# How is $ai^{bi}$ a real number

complex numbersexponentiationnumber theoryreal numbers

$$ai^{bi}$$ 1 immediately appears as an imaginary number: How could an imaginary to the power of yet another imaginary not result in an imaginary?

But, for example, $$3i^{2i}≈0.12964$$ (truncated).

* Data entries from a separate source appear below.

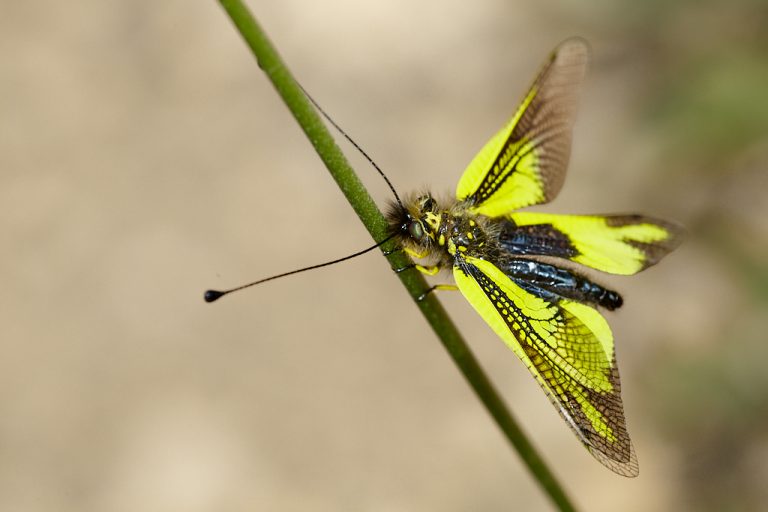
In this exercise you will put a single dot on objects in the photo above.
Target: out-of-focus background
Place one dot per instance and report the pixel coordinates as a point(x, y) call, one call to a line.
point(144, 158)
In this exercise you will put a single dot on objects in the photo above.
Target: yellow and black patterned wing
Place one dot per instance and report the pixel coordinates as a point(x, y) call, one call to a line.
point(568, 347)
point(617, 244)
point(525, 162)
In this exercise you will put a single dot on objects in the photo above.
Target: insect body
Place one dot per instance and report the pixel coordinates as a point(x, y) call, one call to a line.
point(517, 268)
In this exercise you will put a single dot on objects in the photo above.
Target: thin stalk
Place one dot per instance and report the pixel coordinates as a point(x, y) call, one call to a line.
point(318, 135)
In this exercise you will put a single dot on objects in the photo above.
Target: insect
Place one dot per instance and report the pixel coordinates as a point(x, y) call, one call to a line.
point(517, 268)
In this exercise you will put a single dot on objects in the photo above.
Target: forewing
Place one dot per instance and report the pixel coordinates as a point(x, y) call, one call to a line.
point(568, 347)
point(617, 244)
point(525, 162)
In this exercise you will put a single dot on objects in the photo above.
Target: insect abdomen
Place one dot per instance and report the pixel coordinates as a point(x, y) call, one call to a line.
point(554, 283)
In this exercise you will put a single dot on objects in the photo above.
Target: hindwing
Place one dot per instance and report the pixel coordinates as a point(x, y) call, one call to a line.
point(567, 347)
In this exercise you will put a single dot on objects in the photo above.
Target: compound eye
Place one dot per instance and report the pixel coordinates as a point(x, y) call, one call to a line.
point(415, 230)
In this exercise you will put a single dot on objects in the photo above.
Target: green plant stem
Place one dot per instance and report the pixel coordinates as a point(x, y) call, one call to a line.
point(374, 221)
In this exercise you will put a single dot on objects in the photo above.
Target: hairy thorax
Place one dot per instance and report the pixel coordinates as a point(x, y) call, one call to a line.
point(442, 232)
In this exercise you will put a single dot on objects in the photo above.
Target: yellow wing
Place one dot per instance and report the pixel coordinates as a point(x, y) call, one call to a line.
point(568, 347)
point(617, 244)
point(525, 162)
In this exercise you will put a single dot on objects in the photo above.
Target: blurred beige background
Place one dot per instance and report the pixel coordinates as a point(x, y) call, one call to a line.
point(145, 158)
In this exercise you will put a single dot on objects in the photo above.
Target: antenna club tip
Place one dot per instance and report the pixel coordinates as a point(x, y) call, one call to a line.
point(212, 295)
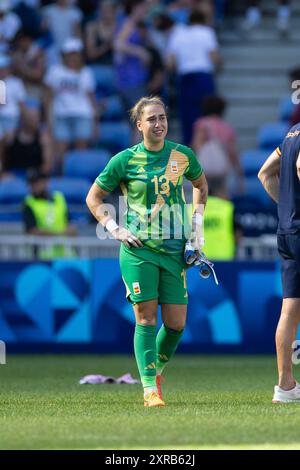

How is it possible that an imaginary to the power of an imaginary is a real number?

Notes:
1: $$a$$ and $$b$$ have the domain $$\{0∉ℝ\}$$ 2
2: Did I format the domain correctly? I've never used set theory before.

#### Best Answer

The number $$i^{i}$$ is real, which immediately implies the result you're interested in. "Proof" : the complex conjugate of a complex number is obtained by replacing every occurrence of $$i$$ with $$-i$$; so the complex conjugate of $$i^{i}$$ is $$(-i)^{-i}=(-1/i)^{i}=i^{i}$$; but the only way that complex conjugation can give back the same number is if the number is actually real.

Addendum: strictly speaking, raising imaginary numbers to imaginary powers is not well-defined. Consider the following. We have $$i=e^{i\pi/2}=e^{5i\pi/2}.$$ Hence $$i^{i}=e^{-\pi/2}=e^{-5\pi/2},$$ but these two real numbers are clearly different. This is a delicate issue, in that resolving this contradiction requires choosing a "branch" of the complex logarithm.